Un accord vague, un détroit en flammes : comment le cessez-le-feu américano-iranien s’est effondré

Le cessez-le-feu entre les États-Unis et l’Iran a duré 22 jours. Ce qui l’a tué, c’est un désaccord sur le contrôle du détroit d’Ormuz, un différend inscrit dans le mémorandum d’entente du 17 juin dans des termes si vagues que les deux camps pouvaient y lire ce qu’ils voulaient.

Le MoU, signé après des semaines de diplomatie de navette, était censé geler le conflit. Il ne l’a pas fait. Il a plutôt repoussé la question la plus difficile : l’Iran a-t-il le droit de réguler le trafic dans le détroit, ou s’agit-il d’une voie navigable internationale ouverte en vertu du droit maritime ?

Les États-Unis affirment que le détroit est un couloir sans péage. L’Iran affirme qu’il contrôle ses eaux territoriales et qu’il a le droit de prélever des droits de transit. Le MoU a utilisé des formulations ambiguës qui permettaient aux deux positions de coexister. Les analystes décrivent le langage du document sur Ormuz comme l’ambiguïté fatale qui a rendu inévitable la prochaine escalade.

Le 7 juillet, l’ambiguïté est devenue une crise. Trois pétroliers commerciaux ont été attaqués en 24 heures dans le détroit, un pétrolier brut battant pavillon saoudien, le Wedyan, et un transporteur de GNL qatari, l’Al-Rekayyat, entre autres. Les États-Unis, le Qatar et l’Arabie saoudite ont accusé l’Iran. Le ministère qatari des Affaires étrangères a qualifié la situation d’« inacceptable ».

Washington n’a pas attendu d’enquête. L’armée américaine a frappé plus de 80 cibles en Iran. Le Département du Trésor a révoqué la dérogation temporaire aux sanctions qui permettait les ventes de pétrole iranien, environ 1,6 million de barils par jour, dont la majeure partie destinée à la Chine, et a donné à l’Iran jusqu’au 17 juillet pour conclure toutes les transactions.

Trump a déclaré le cessez-le-feu « terminé ».

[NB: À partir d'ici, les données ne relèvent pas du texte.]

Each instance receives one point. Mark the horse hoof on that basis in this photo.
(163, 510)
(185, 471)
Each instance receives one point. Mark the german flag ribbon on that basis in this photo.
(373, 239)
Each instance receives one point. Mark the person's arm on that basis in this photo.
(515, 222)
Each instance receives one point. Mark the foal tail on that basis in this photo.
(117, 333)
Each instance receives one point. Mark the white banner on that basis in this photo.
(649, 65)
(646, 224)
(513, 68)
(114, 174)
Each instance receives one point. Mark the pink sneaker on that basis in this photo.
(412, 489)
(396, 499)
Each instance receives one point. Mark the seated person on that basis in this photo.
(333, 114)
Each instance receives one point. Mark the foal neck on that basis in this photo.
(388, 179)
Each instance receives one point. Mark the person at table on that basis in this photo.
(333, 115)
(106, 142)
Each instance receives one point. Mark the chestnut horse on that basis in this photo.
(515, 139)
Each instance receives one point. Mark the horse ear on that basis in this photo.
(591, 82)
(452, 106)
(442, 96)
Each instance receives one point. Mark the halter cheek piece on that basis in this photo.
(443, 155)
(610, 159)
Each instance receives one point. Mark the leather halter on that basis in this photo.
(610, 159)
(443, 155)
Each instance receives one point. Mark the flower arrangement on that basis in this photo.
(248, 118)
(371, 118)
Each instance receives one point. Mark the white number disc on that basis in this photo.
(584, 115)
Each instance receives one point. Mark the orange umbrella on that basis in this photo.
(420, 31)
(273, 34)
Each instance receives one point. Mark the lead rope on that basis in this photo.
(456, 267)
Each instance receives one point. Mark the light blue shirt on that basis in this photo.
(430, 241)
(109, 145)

L’Iran a riposté en lançant des frappes vers Bahreïn et le Koweït, déclenchant des alertes de missiles dans les deux pays. Le ministère iranien des Affaires étrangères a qualifié les frappes américaines et la révocation de la dérogation pétrolière de violation de l’accord-cadre et a averti d’une « réponse écrasante ».

Les prix du pétrole ont réagi immédiatement. Le brut Brent a bondi au-dessus de 76 dollars le baril, inversant une baisse qui avait ramené les prix près des niveaux d’avant-guerre. Le détroit d’Ormuz assure environ 20 % de l’approvisionnement mondial en pétrole. Chaque attaque contre un pétrolier rappelle la fragilité de cette chaîne d’approvisionnement.

Le moment était particulièrement chargé. L’Iran était en pleine cérémonie de deuil pour le guide suprême, l’ayatollah Ali Khamenei, tué le 28 février au début de la guerre. Des images d’hélicoptère montraient de vastes foules à Qom, dont beaucoup réclamaient vengeance.

L’effondrement du cessez-le-feu laisse la région dans une situation familière mais dangereuse : les deux camps se frappent, aucun processus diplomatique n’est en cours, et une voie navigable dont dépend l’économie mondiale se transforme en champ de bataille. Le MoU était censé empêcher cela. Mais il a été écrit pour reporter la question la plus difficile, et cette question a désormais trouvé sa réponse.